Television in the United States
- Network: TNT
- Announcers: Adam Alexander, Kyle Petty and Wally Dallenbach Jr.

= 2012 Pocono 400 =

The 2012 Pocono 400 Presented by #NASCAR was a NASCAR Sprint Cup Series stock car race held on June 10, 2012, at Pocono Raceway in Long Pond, Pennsylvania, United States. Contested over 160 laps, it was the fourteenth race of the 2012 NASCAR Sprint Cup Series season. Joey Logano of Joe Gibbs Racing won the race from the pole (the second of his career, and the first to have come in a race that went the scheduled distance) while Mark Martin finished second and Tony Stewart finished third.

The race logo for the 2012 Pocono 400.

There were seven cautions and 21 lead changes among ten different drivers during the race. Logano's win moved him to 15th position in the drivers' championship, 125 points behind leader Matt Kenseth and 18 ahead of Kasey Kahne in 16th. In the Manufacturers' Championship, Chevrolet maintained the first position with 96 points, 13 ahead of Toyota. Ford was placed third with 71 points, 13 ahead of Dodge with 22 races remaining in the season.

==Report==

===Background===

Pocono Raceway, the race track where the race was held.

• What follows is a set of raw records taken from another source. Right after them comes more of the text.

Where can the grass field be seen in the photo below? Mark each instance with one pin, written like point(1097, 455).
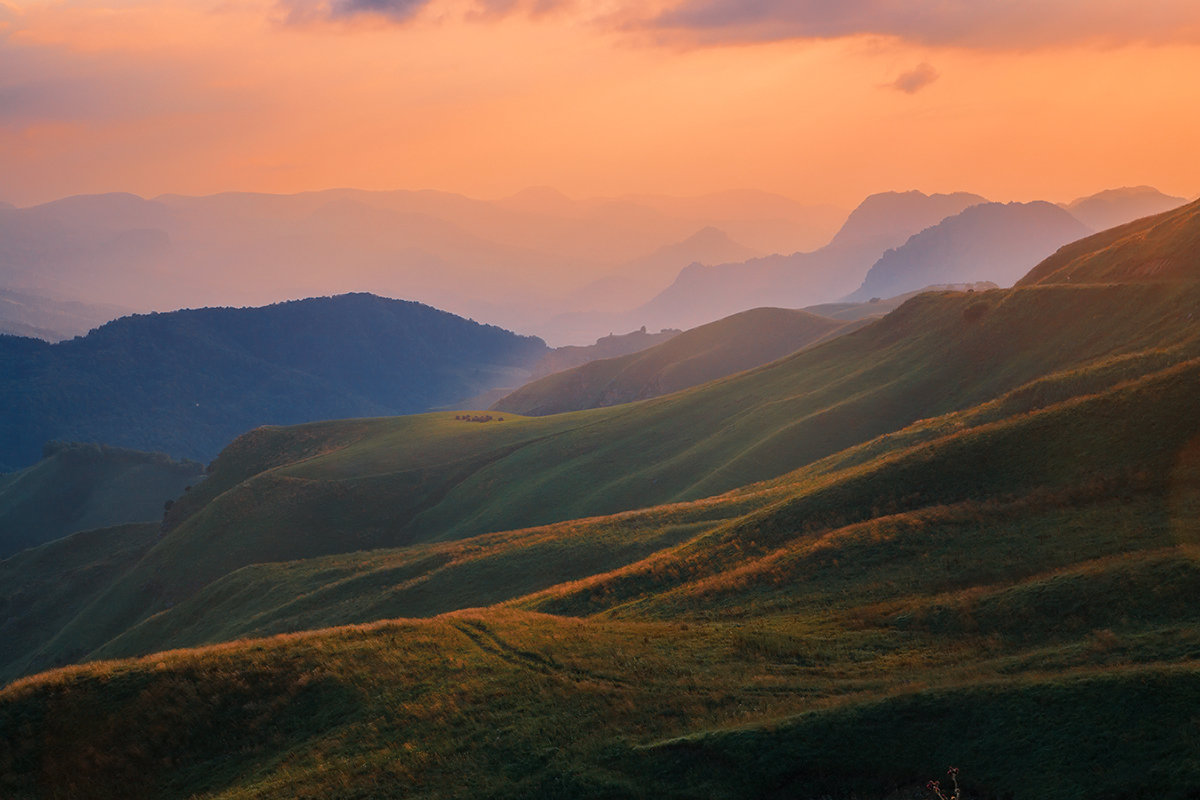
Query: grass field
point(965, 535)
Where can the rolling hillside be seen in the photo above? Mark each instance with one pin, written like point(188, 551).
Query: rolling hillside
point(972, 542)
point(187, 382)
point(696, 356)
point(281, 494)
point(1153, 250)
point(78, 486)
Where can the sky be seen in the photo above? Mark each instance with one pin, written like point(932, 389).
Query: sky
point(823, 102)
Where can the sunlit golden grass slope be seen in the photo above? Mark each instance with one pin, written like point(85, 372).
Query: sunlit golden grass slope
point(972, 541)
point(340, 487)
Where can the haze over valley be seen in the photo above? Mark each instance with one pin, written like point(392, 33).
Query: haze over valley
point(670, 401)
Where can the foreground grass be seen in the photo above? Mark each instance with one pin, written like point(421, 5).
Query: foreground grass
point(504, 704)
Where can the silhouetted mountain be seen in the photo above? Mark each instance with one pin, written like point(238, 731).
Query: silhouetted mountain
point(990, 241)
point(187, 382)
point(701, 293)
point(84, 486)
point(1116, 206)
point(23, 313)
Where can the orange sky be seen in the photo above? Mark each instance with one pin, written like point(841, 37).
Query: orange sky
point(822, 102)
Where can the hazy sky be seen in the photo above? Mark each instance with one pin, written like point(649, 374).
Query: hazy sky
point(816, 100)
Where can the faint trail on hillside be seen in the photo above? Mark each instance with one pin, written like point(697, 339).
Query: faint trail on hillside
point(489, 642)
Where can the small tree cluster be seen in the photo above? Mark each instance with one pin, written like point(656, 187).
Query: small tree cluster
point(936, 786)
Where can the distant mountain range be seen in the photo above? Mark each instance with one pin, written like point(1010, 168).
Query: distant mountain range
point(705, 293)
point(729, 346)
point(891, 244)
point(1117, 206)
point(989, 241)
point(702, 354)
point(25, 313)
point(961, 534)
point(187, 382)
point(507, 262)
point(83, 486)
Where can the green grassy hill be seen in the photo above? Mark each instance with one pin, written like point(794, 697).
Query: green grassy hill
point(281, 494)
point(973, 541)
point(82, 486)
point(696, 356)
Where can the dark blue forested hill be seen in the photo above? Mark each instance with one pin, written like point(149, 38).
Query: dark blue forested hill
point(187, 382)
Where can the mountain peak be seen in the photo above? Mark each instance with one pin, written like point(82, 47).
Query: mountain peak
point(1116, 206)
point(888, 214)
point(1162, 247)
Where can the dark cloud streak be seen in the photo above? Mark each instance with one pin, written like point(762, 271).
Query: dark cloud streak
point(400, 11)
point(916, 79)
point(1005, 24)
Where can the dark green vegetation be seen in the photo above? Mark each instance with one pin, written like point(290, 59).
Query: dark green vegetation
point(702, 354)
point(973, 540)
point(82, 486)
point(187, 382)
point(989, 241)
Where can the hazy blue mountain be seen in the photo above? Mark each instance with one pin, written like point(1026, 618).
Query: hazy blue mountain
point(1116, 206)
point(705, 293)
point(25, 313)
point(990, 241)
point(187, 382)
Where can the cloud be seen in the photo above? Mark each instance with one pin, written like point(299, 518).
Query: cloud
point(916, 79)
point(1003, 24)
point(402, 11)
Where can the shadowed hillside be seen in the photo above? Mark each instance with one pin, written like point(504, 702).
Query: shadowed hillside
point(972, 542)
point(696, 356)
point(77, 486)
point(187, 382)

Pocono Raceway is one of six superspeedways to hold NASCAR races, the others being Daytona International Speedway, Michigan International Speedway, Auto Club Speedway, Indianapolis Motor Speedway and Talladega Superspeedway. The standard track at Pocono Raceway is a three-turn superspeedway that is 2.5 mi long. The track's turns are banked differently; the first is banked at 14°, the second turn at 8° and the final turn with 6°. However, each of the three straightaways are banked at 2°. Jeff Gordon was the defending race winner.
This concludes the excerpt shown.